Introduction
In this chapter we cover competitive environments, in which two or more agents have conflicting goals, giving rise to adversarial search problems.
We consider games with
- two players
- turn-taking
- zero sum
- perfect information
- deterministic and stochastic (they can include elements of chance)
- Zero sum: if a player wins (+1), the other player looses (–1); the sum is thus zero
- Perfect information: The agent has perfect information about the game state which is fully observable (like chess, unlike poker)
Games as Search Problems
Games can be formulated as search problems with an element of uncertainty due to the actions (moves) of the opponent
At each turn, a player must choose the action to play without the possibility to explore the whole state space and, in general, there is no sequence of actions that makes a player win independently of the actions of the opponent.
- Two players, MAX and MIN, that take turn. MAX moves first.
- Intial set up of the game (initial configuration of the board) is known.
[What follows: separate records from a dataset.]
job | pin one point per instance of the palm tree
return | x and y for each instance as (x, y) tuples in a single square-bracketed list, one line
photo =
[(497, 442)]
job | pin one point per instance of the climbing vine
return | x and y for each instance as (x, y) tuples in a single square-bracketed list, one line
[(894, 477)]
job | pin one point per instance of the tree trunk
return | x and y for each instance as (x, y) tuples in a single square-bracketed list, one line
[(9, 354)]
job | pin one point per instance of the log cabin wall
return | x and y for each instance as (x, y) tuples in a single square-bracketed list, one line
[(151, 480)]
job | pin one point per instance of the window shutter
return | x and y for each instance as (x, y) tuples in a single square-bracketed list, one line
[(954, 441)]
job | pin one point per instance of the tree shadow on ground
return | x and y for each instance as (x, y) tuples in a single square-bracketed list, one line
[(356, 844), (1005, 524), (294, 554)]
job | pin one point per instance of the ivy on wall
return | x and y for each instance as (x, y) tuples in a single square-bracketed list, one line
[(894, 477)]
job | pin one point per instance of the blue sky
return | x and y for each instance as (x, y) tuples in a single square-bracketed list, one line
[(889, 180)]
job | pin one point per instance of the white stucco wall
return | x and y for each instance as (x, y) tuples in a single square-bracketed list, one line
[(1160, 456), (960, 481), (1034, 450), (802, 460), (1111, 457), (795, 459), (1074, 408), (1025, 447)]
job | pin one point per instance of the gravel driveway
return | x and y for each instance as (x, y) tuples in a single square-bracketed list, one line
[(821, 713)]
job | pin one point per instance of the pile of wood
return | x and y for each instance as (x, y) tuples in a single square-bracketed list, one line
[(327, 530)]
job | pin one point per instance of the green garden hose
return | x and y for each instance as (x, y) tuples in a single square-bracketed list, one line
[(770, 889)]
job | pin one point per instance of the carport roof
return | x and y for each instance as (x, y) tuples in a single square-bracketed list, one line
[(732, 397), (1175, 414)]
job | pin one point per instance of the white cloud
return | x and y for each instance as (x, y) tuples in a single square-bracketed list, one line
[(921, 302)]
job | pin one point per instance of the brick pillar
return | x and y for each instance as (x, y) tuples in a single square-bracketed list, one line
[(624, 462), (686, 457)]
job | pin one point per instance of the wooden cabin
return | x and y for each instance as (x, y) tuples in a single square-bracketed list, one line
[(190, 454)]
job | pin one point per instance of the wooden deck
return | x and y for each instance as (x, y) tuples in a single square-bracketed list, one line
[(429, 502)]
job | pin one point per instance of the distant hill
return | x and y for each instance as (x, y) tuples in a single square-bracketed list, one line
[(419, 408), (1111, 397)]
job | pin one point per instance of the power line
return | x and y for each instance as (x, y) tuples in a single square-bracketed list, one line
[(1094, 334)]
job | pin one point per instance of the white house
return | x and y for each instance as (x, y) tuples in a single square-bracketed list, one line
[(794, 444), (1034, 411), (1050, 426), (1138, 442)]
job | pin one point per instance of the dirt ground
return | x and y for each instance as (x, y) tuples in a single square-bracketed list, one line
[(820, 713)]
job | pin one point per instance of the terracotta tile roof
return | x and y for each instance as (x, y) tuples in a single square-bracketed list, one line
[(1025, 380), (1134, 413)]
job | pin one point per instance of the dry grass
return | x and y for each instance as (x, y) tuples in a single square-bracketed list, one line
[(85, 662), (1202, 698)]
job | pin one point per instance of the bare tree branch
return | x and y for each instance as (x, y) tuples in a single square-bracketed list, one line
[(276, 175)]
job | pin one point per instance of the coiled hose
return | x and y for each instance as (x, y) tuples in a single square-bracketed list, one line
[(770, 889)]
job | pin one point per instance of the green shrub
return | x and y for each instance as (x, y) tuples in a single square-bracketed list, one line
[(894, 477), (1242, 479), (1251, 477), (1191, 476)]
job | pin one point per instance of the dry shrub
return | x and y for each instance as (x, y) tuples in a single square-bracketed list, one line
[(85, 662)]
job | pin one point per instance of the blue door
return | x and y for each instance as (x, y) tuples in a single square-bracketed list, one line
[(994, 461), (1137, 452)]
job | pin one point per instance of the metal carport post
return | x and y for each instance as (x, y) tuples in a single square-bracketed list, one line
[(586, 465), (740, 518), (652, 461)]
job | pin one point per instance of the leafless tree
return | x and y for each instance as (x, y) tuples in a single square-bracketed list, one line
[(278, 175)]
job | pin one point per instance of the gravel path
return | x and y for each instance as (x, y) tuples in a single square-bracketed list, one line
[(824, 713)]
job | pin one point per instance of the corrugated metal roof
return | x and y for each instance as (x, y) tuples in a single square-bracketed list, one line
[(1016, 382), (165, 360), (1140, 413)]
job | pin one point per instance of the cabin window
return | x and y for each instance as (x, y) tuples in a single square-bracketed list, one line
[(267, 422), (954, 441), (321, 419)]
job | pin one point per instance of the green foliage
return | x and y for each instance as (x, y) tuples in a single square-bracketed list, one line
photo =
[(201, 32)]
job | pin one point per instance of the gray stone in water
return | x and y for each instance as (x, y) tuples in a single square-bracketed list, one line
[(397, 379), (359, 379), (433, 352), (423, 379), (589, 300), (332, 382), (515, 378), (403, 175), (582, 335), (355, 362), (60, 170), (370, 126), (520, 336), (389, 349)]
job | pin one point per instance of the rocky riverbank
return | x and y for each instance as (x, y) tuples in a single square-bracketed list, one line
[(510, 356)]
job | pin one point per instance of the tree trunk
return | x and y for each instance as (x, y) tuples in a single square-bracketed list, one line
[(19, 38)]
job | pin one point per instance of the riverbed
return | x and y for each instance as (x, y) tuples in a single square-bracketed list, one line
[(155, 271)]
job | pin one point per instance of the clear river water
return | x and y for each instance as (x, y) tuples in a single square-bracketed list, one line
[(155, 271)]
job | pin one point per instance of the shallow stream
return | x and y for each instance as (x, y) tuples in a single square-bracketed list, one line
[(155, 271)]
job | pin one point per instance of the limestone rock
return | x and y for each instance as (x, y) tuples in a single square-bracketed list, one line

- Function Action(s): Given a state s, returns the set of legal moves in s
- Function Result(s): Defines the state resulting from taking action a in state s
- Goal test: Given a state, returns true if the game is over
- Utility(s,p): Returns the numerical value to player p in terminal state s (e.g., +1, 0, or –1) Solving the game corresponds to finding the best action for MAX (or for MIN) in a given state.